Welcome to the Q1 reporting season. If you hadn’t noticed yet, Easter came early this year (good for retailers, airlines etc) and there is a minefield of shifting currencies and commodity prices to adjust for as well as some decidedly mixed macro data coming out from the major trading economies. If you’re selling out of a Euro manufacturing base or consuming a lot of energy, then chances are that Q1 2015 is proving a relatively benign results season. For those outside of this magic circle, then perhaps one should think beyond the share buybacks and start applying cheap capital to leverage cost synergies through acquisitions. Fedex buying TNT, Heinz buying Kraft Foods and Shell buying BG are all manifestations of this process.


In a World dominated by QE and its accompanying financial repression and currency wars however, none of this really matters. As long as governments and central banks can sustain the illusion of endless liquidity without flipping their currencies into free-fall and hyperinflation, real price discovery will continue to be crowded out by the carry-trade junkies in what is increasingly a zero sum game of beggar-thy-neighbour. Unfortunately, as with any hard drug addiction, this is a habit that is going to prove difficult, if not impossible for politicians to kick. The consequence of US tapering of QE has been a rise in US dollar and fall in commodity prices as liquidity supporting these asset classes dried up. While the latter has been supportive of domestic consumption, the former has monkey-hammered US GDP growth expectations and with it China, as recent March trade data highlights. In our new world order where good news is bad and the reverse also applies, then falling growth can only mean one thing, the spice must flow again. Forget an early US interest rate increase and indeed brace yourselves for the taps to be opened again. With record oil stocks and the prospects for yet more excess supply to arrive following a possible rapprochement with Iran, why else have oil prices rebounded against this backdrop of falling GDP expectations?

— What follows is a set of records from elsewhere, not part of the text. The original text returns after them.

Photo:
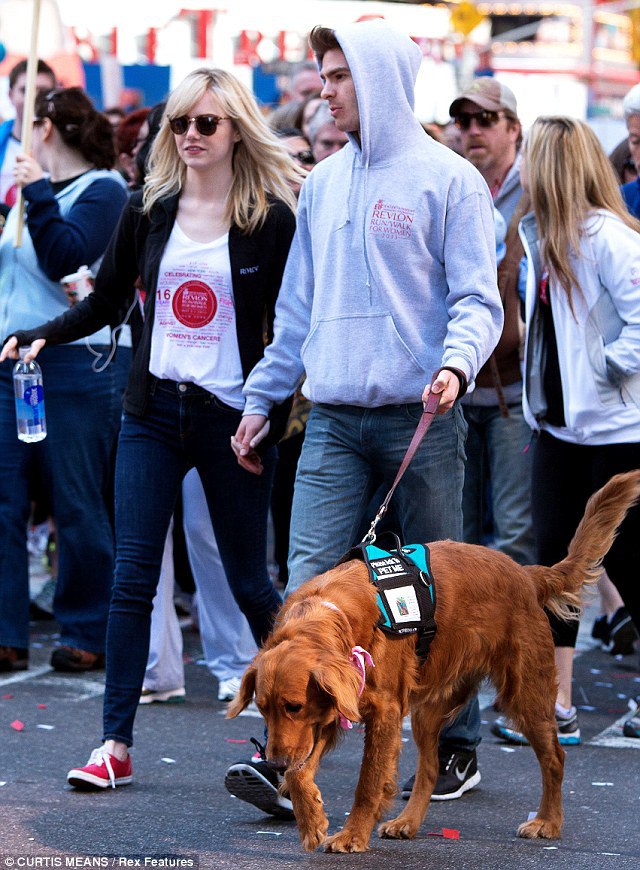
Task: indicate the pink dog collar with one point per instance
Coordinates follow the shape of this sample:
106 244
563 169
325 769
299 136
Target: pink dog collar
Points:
360 658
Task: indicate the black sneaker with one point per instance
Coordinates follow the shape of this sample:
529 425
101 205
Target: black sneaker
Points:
631 727
622 633
256 783
458 773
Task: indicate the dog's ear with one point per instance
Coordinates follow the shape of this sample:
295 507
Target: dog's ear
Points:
245 693
341 682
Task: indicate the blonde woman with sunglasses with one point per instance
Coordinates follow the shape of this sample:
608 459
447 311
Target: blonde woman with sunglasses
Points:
208 236
73 199
582 356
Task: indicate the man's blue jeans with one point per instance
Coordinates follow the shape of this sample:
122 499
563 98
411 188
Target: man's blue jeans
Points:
497 451
75 464
183 427
348 452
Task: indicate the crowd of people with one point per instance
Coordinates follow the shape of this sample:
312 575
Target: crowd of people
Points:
296 287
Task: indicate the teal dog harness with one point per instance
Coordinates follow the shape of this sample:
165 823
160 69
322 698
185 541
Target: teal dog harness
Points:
406 590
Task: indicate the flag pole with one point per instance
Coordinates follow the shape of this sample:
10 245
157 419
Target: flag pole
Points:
27 115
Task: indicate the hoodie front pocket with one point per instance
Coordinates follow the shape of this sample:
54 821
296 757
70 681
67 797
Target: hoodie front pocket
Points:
358 358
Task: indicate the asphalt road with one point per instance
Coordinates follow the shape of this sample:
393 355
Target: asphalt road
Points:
178 805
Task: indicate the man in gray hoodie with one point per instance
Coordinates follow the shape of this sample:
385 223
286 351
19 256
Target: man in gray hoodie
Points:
391 277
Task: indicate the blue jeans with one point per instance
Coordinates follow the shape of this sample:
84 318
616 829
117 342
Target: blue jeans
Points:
348 452
496 451
75 464
183 427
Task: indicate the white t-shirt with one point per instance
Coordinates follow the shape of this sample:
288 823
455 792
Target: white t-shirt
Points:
8 189
194 328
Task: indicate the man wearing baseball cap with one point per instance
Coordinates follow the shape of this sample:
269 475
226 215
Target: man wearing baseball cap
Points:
491 135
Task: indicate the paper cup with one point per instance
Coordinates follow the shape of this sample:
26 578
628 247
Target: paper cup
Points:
78 286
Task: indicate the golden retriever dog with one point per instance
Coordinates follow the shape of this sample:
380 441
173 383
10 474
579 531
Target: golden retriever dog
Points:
491 623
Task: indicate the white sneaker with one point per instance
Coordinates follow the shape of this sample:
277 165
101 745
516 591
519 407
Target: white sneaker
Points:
228 689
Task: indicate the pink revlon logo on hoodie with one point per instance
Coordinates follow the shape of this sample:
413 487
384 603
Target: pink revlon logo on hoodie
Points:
391 221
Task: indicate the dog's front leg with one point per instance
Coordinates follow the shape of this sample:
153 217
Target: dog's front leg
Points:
307 801
377 782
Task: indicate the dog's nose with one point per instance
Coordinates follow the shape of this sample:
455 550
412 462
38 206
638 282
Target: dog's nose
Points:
278 764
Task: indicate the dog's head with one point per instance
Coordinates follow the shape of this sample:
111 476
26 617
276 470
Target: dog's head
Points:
303 681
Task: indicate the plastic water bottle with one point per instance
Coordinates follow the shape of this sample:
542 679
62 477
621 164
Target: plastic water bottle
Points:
29 392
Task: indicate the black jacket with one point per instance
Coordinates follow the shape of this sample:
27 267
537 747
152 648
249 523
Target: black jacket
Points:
136 249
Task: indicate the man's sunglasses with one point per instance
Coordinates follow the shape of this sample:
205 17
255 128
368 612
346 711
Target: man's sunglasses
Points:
305 157
485 119
206 125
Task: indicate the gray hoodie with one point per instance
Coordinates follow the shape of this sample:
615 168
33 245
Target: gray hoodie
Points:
391 272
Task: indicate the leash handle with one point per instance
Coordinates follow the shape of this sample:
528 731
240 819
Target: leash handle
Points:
429 412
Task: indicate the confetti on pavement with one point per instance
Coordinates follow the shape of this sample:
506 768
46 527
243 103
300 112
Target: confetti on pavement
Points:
446 834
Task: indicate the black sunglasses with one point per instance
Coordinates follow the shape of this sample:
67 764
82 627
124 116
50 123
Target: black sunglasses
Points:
305 157
206 125
485 119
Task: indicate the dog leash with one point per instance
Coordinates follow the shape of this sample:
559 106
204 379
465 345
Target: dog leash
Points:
428 414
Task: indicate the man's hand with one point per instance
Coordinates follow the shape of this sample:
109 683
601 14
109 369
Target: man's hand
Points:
10 350
252 430
448 385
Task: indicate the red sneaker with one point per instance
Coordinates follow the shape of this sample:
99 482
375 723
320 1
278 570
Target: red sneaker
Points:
101 771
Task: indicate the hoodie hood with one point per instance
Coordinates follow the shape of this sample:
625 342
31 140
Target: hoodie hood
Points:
384 65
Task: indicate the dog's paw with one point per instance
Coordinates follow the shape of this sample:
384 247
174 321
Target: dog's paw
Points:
345 841
541 828
397 829
313 835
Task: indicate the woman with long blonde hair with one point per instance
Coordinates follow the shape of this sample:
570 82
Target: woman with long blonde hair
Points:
209 236
582 357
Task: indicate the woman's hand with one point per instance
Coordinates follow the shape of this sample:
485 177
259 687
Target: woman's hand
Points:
27 170
10 350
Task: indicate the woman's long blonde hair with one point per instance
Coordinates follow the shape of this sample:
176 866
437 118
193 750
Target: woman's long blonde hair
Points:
569 177
262 169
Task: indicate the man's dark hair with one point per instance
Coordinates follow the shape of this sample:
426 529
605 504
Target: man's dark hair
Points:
79 124
321 40
513 122
21 68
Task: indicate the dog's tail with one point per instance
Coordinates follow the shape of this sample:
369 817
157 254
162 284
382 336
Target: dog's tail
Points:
560 588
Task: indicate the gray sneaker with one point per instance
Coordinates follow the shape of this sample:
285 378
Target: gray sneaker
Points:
256 783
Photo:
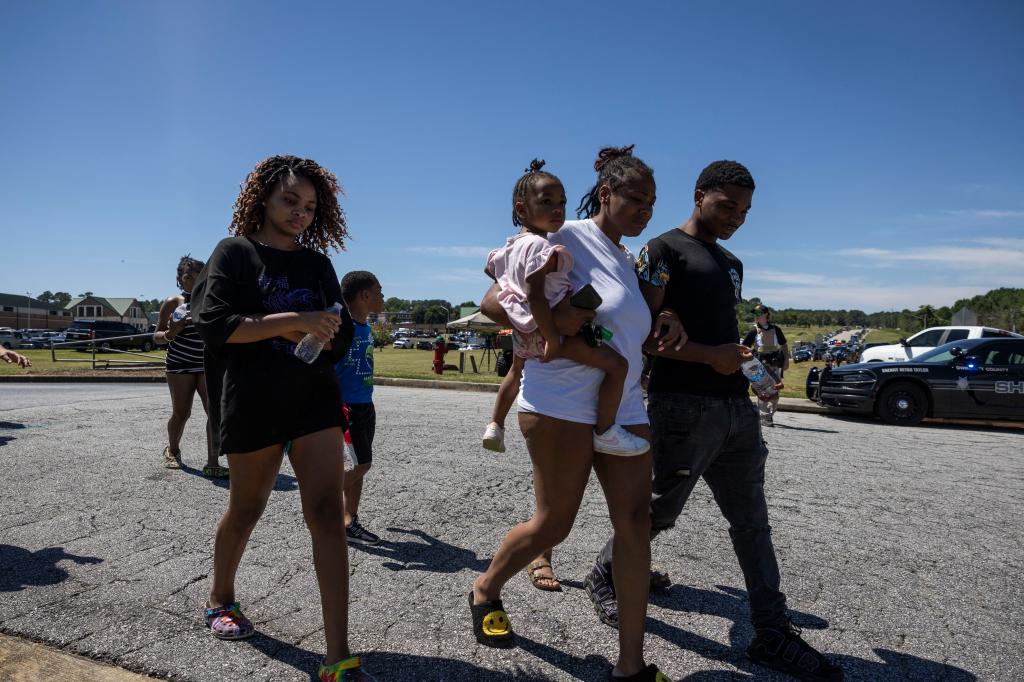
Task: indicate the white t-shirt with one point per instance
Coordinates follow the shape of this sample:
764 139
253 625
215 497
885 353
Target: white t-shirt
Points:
564 389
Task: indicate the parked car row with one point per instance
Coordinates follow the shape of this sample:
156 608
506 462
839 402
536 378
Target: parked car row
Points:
981 378
107 334
29 338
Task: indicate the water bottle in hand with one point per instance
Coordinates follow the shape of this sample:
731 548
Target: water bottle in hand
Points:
761 380
180 312
309 347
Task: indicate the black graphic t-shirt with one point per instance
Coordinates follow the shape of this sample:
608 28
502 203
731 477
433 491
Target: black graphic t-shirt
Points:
260 393
702 284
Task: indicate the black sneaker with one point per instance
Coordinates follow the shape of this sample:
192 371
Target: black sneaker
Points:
354 533
783 649
602 593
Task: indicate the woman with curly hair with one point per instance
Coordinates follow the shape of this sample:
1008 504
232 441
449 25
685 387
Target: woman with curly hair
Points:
185 374
264 290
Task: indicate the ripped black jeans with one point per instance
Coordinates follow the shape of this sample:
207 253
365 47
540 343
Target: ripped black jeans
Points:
719 439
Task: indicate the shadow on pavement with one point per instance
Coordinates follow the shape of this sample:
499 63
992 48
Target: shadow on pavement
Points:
431 554
284 482
20 568
388 665
800 428
9 425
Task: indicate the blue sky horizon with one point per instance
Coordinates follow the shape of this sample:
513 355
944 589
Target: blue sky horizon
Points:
885 138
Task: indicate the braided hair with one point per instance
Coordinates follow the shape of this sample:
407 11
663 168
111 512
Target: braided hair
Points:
720 173
614 165
188 264
529 176
329 227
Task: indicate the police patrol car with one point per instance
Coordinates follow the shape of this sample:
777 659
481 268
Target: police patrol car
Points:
973 379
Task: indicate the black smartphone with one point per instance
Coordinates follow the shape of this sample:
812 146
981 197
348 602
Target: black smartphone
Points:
586 298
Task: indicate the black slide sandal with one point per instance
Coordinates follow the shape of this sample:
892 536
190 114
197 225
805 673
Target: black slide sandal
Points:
491 624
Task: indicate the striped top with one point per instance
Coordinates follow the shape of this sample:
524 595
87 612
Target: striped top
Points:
184 352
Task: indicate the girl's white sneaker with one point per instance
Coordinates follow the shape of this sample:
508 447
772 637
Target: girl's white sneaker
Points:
617 440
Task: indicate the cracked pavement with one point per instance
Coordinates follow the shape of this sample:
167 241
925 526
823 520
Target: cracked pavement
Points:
900 550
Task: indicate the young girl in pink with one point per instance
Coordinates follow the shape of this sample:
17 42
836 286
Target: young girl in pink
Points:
532 274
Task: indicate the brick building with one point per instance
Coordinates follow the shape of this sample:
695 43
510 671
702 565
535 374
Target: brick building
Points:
20 311
115 309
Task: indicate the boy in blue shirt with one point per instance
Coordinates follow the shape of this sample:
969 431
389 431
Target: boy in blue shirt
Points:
363 295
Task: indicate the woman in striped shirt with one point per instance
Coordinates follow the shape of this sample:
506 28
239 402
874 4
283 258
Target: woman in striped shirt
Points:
185 375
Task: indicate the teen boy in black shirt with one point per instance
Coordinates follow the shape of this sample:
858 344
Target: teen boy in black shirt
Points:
702 421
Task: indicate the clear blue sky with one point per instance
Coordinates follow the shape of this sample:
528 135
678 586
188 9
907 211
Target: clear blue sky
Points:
886 138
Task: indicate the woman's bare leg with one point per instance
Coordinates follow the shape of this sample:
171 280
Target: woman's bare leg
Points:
212 458
182 387
614 367
627 487
320 468
562 453
252 479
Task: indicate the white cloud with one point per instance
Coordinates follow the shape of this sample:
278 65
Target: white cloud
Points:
455 251
997 255
869 298
461 274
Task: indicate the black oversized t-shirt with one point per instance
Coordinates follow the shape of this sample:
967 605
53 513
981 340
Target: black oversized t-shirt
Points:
260 393
702 284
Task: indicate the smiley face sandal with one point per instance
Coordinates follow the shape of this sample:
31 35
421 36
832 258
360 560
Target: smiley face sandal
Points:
491 624
648 674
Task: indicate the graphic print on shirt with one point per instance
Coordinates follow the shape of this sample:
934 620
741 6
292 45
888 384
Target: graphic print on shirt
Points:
359 359
654 274
276 296
737 284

Perhaps perversely, the market’s attempt to discount such an eventuality may be its very undoing. If asset prices remain elevated in the anticipation that the falling GDP expectations will necessitate QE4ever-wherever, then what is going is going to provide the catalyst and political cover for the Fed and PBOC to defer its rate increases and possibly engage in a little surreptitious pumping? Clearly a market dump will need to be engineered first which may well also explain the self-interested warnings from some leading Wall Street banks that a correction may on its way. As the instructions say, “Rinse, repeat”.